Un système bipartisan ne signifie pas nécessairement des alternances régulières des deux partis au pouvoir. Le Parti socialiste doit envisager les moyens nécessaires pour revenir au pouvoir. Cela passe par une profonde réforme de son identité. Si Ségolène Royal est battue le 6 mai, et même dans le cas contraire, le Parti socialiste devra enfin faire sa mue et sortir de son isolement au sein du mouvement socialiste européen.

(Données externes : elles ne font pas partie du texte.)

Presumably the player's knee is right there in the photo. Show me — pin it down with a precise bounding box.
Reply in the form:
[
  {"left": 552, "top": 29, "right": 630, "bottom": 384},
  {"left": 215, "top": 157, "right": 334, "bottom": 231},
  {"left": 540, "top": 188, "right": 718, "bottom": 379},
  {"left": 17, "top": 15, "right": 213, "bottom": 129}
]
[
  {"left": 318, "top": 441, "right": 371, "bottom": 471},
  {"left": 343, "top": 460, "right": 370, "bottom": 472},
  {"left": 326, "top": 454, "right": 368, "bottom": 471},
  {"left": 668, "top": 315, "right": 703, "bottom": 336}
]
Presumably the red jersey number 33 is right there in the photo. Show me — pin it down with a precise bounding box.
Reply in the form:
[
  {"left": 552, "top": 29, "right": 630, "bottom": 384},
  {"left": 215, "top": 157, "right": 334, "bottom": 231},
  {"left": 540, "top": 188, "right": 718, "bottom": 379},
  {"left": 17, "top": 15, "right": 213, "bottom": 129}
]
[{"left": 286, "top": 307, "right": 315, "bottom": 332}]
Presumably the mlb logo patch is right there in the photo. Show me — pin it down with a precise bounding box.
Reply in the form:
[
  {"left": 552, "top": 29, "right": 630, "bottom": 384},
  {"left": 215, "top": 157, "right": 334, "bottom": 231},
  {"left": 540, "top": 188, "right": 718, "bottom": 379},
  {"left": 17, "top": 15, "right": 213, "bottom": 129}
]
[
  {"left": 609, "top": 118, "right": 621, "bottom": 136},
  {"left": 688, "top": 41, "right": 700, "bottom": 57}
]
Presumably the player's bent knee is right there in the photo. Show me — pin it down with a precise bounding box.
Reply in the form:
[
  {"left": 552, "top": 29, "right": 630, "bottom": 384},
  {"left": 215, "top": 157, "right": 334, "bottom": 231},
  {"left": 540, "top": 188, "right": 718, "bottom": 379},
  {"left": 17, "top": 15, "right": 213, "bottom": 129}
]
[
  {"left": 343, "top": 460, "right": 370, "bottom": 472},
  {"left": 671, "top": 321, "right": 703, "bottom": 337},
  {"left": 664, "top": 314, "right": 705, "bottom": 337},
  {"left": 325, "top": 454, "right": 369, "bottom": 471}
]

Quant aux électeurs de centre droit qui ont voté en faveur de François Bayrou, ils ont envoyé un signal à l’UMP. Celle-ci devra mieux assumer l’identité pour partie centriste qui a présidé politiquement à sa naissance en 2002 et instaurer un pluralisme interne qui n’est ni dans la nature de l’ancien parti gaulliste ni peut-être dans le tempérament de son leader.

Ainsi l’on peut analyser le bon score de François Bayrou de deux manières : soit comme la préfiguration de la création d’un parti centriste autonome qui pourrait faire obstacle au duopole des deux grands partis, soit comme l’appel d’une partie importante de l’électorat français à la transformation et à la modernisation des deux grands partis, un appel en quelque sorte à un bipartisme durable à condition d’être plus représentatif de la diversité de grande majorité des électeurs français prête jouer le jeu de l’alternance entre deux grands partis de gouvernement, ce qui est la situation la plus fréquente dans les grandes démocraties. La parole est désormais aux dirigeants de ces partis.